Forscher entdecken 'Ghostcommit', eine neue Technik, die bösartige Befehle in Bilddateien versteckt und KI zur Entwendung vertraulicher Daten täuscht.
Ein Sicherheitsteam demonstriert die 'Ghostcommit'-Technik, die bösartige Befehle in PNG-Bilddateien einbetten kann, um Kontrollen zu umgehen und erfolgreich eine KI dazu bringt, Code zum Extrahieren wichtiger Projektdaten zu schreiben.
Die ASSET Research Group, eine Gruppe von Sicherheitsforschern, hat eine neue Angriffstechnik namens 'Ghostcommit' enthüllt. Diese Technik kann bösartige Prompt Injection-Befehle (unautorisierte Eingabeaufforderungen zur Manipulation einer KI) in harmlos aussehenden Bilddateien wie PNGs verstecken, um geheime Informationen wie API Keys oder Datenbankpasswörter aus dem Code-Repository eines Entwicklers zu stehlen.

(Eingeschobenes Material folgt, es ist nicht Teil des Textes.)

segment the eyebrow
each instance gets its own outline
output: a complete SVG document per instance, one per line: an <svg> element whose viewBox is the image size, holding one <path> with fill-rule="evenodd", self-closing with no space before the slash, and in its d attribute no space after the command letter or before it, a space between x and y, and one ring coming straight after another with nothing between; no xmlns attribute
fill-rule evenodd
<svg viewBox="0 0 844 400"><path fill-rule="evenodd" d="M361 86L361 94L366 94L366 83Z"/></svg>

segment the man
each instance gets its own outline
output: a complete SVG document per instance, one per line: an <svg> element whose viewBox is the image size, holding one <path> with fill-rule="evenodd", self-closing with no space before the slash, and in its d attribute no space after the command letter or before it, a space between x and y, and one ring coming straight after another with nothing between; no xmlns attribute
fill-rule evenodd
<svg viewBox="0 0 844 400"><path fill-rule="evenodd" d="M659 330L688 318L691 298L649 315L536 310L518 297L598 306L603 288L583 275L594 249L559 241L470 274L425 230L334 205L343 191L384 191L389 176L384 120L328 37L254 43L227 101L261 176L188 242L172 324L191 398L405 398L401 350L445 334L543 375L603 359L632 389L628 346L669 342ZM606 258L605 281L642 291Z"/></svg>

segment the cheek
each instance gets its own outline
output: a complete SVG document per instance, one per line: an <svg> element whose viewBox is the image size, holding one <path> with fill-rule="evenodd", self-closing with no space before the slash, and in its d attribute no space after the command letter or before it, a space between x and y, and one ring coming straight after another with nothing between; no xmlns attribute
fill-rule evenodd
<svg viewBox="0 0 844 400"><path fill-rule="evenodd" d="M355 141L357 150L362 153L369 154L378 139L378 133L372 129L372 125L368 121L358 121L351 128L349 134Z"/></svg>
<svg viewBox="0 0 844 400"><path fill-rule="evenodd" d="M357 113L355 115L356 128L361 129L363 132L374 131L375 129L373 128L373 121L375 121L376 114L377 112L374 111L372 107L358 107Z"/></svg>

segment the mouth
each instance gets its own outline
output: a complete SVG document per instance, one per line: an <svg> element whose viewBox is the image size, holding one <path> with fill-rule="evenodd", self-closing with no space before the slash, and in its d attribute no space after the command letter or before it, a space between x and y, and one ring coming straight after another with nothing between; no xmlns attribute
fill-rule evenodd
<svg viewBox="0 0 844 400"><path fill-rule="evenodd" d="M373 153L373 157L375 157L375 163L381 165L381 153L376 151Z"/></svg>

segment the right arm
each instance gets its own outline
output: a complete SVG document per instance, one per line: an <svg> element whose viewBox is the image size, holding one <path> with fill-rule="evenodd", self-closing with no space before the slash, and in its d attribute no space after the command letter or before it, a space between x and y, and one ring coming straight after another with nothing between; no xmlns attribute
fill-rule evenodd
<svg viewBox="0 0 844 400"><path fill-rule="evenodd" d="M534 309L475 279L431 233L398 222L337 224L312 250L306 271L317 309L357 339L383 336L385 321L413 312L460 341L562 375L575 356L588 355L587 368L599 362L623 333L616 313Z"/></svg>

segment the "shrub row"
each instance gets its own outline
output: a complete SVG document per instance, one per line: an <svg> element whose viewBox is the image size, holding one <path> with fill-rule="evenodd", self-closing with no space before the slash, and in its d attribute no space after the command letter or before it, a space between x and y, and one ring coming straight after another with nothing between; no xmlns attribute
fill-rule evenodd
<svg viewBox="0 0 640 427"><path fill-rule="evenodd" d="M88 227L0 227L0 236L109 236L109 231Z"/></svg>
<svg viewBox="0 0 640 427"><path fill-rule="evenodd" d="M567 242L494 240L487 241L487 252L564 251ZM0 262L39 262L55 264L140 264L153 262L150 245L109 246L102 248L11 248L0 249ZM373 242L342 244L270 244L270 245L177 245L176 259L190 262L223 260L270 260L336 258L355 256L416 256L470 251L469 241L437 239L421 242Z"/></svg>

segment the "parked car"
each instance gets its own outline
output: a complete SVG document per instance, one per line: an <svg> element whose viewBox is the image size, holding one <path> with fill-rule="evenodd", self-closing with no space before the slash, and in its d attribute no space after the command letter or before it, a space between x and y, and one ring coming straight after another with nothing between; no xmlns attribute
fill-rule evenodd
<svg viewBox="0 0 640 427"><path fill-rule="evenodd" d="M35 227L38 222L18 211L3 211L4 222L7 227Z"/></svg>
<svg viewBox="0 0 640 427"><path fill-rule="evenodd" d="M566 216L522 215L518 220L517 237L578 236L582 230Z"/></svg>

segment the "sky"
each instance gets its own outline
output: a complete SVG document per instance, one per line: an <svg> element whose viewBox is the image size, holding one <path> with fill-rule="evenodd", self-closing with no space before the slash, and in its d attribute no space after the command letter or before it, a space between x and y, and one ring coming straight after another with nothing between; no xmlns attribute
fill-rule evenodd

Die Methode von Ghostcommit nutzt eine Schwachstelle beliebter KI-Code-Reviewer wie CodeRabbit und Bugbot aus. Diese Tools sind normalerweise nicht dafür konzipiert, den Inhalt von Bilddateien zu öffnen oder zu analysieren, wodurch die versteckten Befehle leicht der Erkennung entgehen. Die Technik funktioniert in zwei Teilen. Der erste Teil ist eine scheinbar normale Textdatei (in diesem Fall AGENTS.md), die dem KI-Agenten befiehlt, 'Konstanten für den Build' aus einer bestimmten Bilddatei (docs/images/build-spec.png) abzurufen. Der zweite und zentrale Teil des Angriffs ist der bösartige Befehl, der als Text in der Bilddatei selbst eingebettet ist. Dieser Befehl weist die KI an, den Inhalt der .env-Datei (die Entwickler oft zum Speichern geheimer Daten verwenden) Zeichen für Zeichen zu lesen, ihn in ASCII-Zahlen zu konvertieren und dann in den Code zu schreiben.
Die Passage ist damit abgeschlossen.